When you do a measurement, the information of the phase of the resulting projected eigenstate with the former full state is lost to you, but it is still available to other observers.
This is because of the nature of entanglement; when two systems initially unentangled interact, assuming one of them is largely classical and the other is quantum (in superposition of multiple non-degenerate states), the final state is largely described by a sum of entangled pairs, of quantum eigenstate $\times$ a classical system coupled to that eigenstate. This is the Everett picture of the measurement.
What eigenstate basis? it depends on the hamiltonian of the measurement apparatus, different apparatus will couple to the quantum system differently, making the entanglement along different basis.
If you think on the sums of the resulting state after measurement, the i-th classical observer that sees the i-th eigenstate, did lose all phase information, and worse any physical way to retrieve it back, even in principle. After a quantum system has been projected to your apparatus, there is nothing you can do to retrieve the non-projected component of the wavefunction. Measurements are inherently non-unitary steps of a system evolution.
But this is not agreed by all observers; other observers (let's call them Meta) that have not interacted directly with either the system or the observer (described by the classical component) will still see both systems to interact and evolve unitarily at all times; if he is clever enough and make the appropiate measurements he can confirm that the measurements done by the classic observer has not erased any phase information, but for all practical purposes, the resulting phase of the coupled pair is a complex result of both systems interaction and initial phases, so it would in general average out as random noise.

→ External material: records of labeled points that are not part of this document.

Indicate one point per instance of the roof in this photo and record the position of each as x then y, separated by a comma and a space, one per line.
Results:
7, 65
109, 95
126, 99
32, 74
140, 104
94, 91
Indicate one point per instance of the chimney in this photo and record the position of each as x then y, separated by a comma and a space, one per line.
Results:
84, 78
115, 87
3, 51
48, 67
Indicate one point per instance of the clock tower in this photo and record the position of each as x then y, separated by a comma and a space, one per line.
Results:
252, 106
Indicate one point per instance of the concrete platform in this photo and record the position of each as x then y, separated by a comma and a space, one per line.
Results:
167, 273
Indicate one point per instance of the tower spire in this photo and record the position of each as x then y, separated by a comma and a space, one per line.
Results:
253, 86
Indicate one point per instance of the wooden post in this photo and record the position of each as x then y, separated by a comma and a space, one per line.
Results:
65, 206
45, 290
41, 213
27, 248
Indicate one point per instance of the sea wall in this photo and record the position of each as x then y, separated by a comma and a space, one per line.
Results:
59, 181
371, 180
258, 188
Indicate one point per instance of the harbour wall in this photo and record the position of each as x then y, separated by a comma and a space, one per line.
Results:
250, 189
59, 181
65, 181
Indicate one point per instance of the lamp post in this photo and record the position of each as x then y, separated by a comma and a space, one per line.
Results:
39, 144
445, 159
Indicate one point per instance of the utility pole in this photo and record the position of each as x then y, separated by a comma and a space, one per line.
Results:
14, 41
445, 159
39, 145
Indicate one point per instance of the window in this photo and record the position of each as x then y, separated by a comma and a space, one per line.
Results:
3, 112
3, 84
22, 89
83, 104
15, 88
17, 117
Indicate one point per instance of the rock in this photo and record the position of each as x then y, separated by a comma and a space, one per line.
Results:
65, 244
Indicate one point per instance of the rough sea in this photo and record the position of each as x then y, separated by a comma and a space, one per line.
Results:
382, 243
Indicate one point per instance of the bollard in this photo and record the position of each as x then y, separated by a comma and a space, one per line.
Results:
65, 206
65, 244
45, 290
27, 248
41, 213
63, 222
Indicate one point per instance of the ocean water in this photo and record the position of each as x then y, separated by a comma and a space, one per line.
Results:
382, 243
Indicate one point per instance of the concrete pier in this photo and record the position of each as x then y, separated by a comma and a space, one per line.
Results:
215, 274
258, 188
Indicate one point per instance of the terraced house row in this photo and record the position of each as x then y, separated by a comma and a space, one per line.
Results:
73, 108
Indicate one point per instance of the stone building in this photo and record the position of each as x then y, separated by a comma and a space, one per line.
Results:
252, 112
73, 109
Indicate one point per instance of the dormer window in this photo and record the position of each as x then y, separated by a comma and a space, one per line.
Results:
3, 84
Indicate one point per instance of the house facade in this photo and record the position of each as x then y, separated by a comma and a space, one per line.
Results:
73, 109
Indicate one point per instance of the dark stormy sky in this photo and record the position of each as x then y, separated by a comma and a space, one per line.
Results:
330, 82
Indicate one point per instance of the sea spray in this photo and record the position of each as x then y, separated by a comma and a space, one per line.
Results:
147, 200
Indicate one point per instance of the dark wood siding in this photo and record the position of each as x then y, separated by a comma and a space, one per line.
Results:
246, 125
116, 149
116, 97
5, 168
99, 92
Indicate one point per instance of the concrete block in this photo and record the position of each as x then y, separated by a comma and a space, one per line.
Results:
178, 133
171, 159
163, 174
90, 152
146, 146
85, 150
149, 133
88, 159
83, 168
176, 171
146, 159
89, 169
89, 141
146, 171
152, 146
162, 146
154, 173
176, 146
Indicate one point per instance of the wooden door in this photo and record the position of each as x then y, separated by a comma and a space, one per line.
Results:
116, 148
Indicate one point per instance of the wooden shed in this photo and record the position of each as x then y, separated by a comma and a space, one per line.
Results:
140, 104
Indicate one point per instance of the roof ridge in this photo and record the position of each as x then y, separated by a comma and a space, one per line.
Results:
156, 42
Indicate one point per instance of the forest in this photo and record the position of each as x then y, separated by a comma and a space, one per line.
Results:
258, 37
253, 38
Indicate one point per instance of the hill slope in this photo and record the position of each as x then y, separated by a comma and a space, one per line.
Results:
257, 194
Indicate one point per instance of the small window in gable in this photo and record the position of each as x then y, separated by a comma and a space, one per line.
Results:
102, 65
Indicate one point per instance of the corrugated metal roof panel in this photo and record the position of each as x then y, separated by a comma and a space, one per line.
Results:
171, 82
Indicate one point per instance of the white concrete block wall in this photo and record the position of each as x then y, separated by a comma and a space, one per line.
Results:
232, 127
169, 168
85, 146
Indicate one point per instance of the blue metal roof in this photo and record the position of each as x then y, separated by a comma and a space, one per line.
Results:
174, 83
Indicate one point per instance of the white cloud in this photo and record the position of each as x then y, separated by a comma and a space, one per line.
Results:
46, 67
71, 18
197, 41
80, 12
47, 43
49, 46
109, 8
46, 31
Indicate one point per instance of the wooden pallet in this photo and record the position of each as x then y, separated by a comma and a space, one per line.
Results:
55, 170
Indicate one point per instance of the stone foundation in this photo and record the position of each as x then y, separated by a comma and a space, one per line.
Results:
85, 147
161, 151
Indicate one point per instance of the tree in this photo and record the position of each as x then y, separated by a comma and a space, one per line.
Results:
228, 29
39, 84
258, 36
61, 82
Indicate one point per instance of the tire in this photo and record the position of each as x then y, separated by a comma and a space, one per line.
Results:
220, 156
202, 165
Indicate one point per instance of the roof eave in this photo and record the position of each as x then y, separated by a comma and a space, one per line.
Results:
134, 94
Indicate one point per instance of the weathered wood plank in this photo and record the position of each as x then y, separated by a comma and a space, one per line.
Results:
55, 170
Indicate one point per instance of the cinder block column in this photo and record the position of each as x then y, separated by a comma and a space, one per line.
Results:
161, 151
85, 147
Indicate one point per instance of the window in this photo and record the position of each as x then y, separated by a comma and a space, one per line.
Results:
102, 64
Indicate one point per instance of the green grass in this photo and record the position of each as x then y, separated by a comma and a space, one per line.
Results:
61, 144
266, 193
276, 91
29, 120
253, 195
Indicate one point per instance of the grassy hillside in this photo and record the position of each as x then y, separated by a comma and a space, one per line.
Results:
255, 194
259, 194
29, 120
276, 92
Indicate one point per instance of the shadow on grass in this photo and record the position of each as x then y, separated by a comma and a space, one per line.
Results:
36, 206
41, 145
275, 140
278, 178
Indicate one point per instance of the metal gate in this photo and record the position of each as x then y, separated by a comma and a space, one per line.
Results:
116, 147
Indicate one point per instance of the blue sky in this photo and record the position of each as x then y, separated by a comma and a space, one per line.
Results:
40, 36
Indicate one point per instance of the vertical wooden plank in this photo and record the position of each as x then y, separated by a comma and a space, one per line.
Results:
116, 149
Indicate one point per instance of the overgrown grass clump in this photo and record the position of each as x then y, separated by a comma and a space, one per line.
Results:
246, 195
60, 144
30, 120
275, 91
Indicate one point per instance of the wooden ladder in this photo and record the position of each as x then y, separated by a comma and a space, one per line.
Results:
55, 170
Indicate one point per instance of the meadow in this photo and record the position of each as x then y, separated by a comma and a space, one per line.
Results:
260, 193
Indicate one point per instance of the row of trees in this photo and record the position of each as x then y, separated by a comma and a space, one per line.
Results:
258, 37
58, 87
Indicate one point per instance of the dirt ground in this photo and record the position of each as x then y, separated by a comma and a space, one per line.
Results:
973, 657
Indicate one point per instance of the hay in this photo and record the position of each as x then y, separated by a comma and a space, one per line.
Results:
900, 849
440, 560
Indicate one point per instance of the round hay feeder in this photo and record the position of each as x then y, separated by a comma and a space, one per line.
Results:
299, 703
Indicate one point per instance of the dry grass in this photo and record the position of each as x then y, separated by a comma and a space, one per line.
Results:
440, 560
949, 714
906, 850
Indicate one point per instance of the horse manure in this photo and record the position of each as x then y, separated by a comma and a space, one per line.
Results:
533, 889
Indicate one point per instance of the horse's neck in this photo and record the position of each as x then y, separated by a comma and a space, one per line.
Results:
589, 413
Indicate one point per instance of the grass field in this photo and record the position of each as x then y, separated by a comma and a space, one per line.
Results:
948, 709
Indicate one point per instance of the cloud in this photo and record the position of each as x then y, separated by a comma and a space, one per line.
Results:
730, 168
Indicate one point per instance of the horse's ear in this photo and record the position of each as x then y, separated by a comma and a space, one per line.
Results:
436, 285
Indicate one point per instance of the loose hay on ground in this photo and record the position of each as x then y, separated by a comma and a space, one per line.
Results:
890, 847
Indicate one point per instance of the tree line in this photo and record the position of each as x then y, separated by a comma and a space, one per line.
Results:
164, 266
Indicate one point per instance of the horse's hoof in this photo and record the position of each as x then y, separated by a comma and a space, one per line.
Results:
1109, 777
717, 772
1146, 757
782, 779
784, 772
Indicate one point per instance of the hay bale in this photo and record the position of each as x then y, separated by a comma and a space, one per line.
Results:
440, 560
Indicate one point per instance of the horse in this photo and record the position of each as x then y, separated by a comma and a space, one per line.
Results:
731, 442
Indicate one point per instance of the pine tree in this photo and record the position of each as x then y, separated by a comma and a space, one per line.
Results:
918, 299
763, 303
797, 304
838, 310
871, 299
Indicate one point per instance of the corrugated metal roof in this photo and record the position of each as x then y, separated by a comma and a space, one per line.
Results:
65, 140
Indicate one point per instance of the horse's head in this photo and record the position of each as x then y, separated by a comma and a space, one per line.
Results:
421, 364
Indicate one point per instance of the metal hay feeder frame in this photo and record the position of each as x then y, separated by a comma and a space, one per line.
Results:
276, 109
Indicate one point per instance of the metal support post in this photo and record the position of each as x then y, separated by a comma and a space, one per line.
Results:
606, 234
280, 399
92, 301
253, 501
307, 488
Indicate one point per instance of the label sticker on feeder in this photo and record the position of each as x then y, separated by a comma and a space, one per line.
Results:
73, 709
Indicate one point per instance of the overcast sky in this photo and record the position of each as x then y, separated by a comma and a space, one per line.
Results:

So in short, unitarity as a history of the evolution of systems is not an universal property agreed by all observers, it will depend on what systems they are entangled and what measurements (intentional or not) have they done. Note however, that this is not the same as "subjectivity", but more akin to how different observers in relativity might see different quantities like elapsed time, curvature, etc.